May 7, 2023

The Languishing Project

Author: Suzanne Cole

Suzanne Cole (she/her/hers) weaves together mental health, spiritual care, and justice advocacy, empowering communities to confront oppression and deepen their faith through transformative community ministry.

In today’s social and political climate, working for social justice has become incredibly difficult: increasing political turmoil and disenfranchisement, widespread social harm, and the repression of cultural and spiritual diversity in our communities and country have created a serious threat to those who seek to create a culture of counter oppression and justice-oriented praxis. These conditions, supported and reinforced by systems of oppression and marginalization, create barriers that individuals are forced to navigate as they set out to make change in the world, obstacles that often leave such practitioners feeling demotivated, demoralized, and further disenfranchised within their communities.

The effects that such individuals experience can be understood as emotional responses to the challenges of our times.
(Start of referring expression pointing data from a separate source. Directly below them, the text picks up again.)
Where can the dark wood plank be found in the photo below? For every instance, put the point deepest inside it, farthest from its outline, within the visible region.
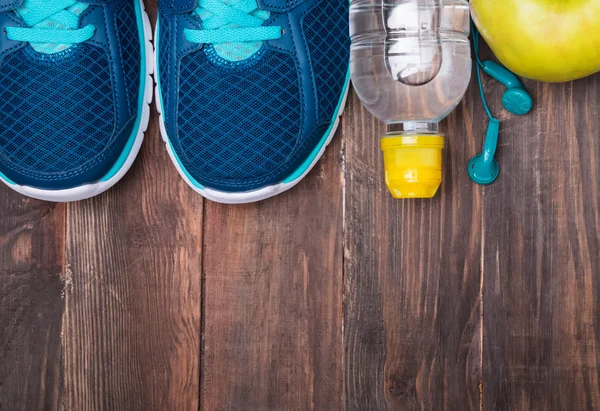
(542, 255)
(412, 278)
(132, 316)
(273, 298)
(32, 242)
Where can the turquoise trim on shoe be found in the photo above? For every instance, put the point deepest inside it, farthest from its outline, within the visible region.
(162, 107)
(141, 99)
(7, 180)
(311, 159)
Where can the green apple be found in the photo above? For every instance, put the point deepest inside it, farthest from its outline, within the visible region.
(546, 40)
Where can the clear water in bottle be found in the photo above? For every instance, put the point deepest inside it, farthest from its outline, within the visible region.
(411, 66)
While these reactions must be validated and understood as products of our cultures of supremacy, as social justice practitioners, we also have a responsibility to learn how to work with these responses, to unpack our previous perspectives on our work and communities to find new pathways to action – if we stay stuck in our reactions to the obstacles of this work, we become entrenched in a state of indecision, inaction, and hopelessness, a condition that we label as “Languishing.”
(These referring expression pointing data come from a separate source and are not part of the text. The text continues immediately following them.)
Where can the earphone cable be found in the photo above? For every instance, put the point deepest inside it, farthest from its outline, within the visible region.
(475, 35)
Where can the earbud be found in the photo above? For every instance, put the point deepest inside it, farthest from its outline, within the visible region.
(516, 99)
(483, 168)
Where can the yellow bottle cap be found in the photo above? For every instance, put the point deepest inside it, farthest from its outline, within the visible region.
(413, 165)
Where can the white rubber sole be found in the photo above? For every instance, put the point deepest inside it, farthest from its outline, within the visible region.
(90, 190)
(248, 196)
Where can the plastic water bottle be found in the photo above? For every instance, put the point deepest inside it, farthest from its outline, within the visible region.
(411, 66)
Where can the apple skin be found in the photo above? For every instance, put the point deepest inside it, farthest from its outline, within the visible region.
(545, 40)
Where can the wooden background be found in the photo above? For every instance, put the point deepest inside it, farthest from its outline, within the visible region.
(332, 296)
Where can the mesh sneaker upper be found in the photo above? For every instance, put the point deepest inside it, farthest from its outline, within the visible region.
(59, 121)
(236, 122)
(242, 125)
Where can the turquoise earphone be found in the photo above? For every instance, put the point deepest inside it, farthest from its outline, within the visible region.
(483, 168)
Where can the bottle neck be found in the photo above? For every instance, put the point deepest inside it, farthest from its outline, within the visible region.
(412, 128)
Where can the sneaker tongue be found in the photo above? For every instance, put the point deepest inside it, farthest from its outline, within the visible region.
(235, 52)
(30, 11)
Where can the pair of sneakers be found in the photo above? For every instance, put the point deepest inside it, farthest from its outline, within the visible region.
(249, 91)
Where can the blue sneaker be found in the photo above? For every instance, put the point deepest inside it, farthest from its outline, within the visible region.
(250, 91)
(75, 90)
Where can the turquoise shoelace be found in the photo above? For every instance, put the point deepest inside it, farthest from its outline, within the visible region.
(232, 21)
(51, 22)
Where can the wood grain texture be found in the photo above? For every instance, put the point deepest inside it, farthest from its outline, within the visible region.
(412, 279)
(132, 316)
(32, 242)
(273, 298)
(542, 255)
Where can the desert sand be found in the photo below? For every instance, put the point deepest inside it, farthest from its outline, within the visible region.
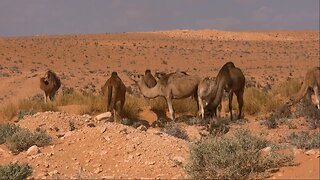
(84, 61)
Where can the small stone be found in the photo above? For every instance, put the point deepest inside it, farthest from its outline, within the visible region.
(60, 134)
(67, 134)
(98, 170)
(312, 152)
(103, 129)
(108, 177)
(151, 163)
(103, 116)
(91, 125)
(142, 128)
(53, 172)
(33, 150)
The goal of The Languishing Project, then, is to provide practitioners with mental health, spiritual, and theological content and resources that can act as a “first response” to the emotional and spiritual harm experienced as we work to counter systems of oppression, to help individuals progress out of a state of languishing into a space of spiritual grounding and deeper resilience. Practitioners will have the opportunity to reflect on their relationship with praxis, reflect on their emotional responses and reframe their reactions to the crises of our world, and dream into a future of deep action for social justice. By transforming ourselves and our relationship to this work, we have the power to come together more faithfully and effectively to transform our world.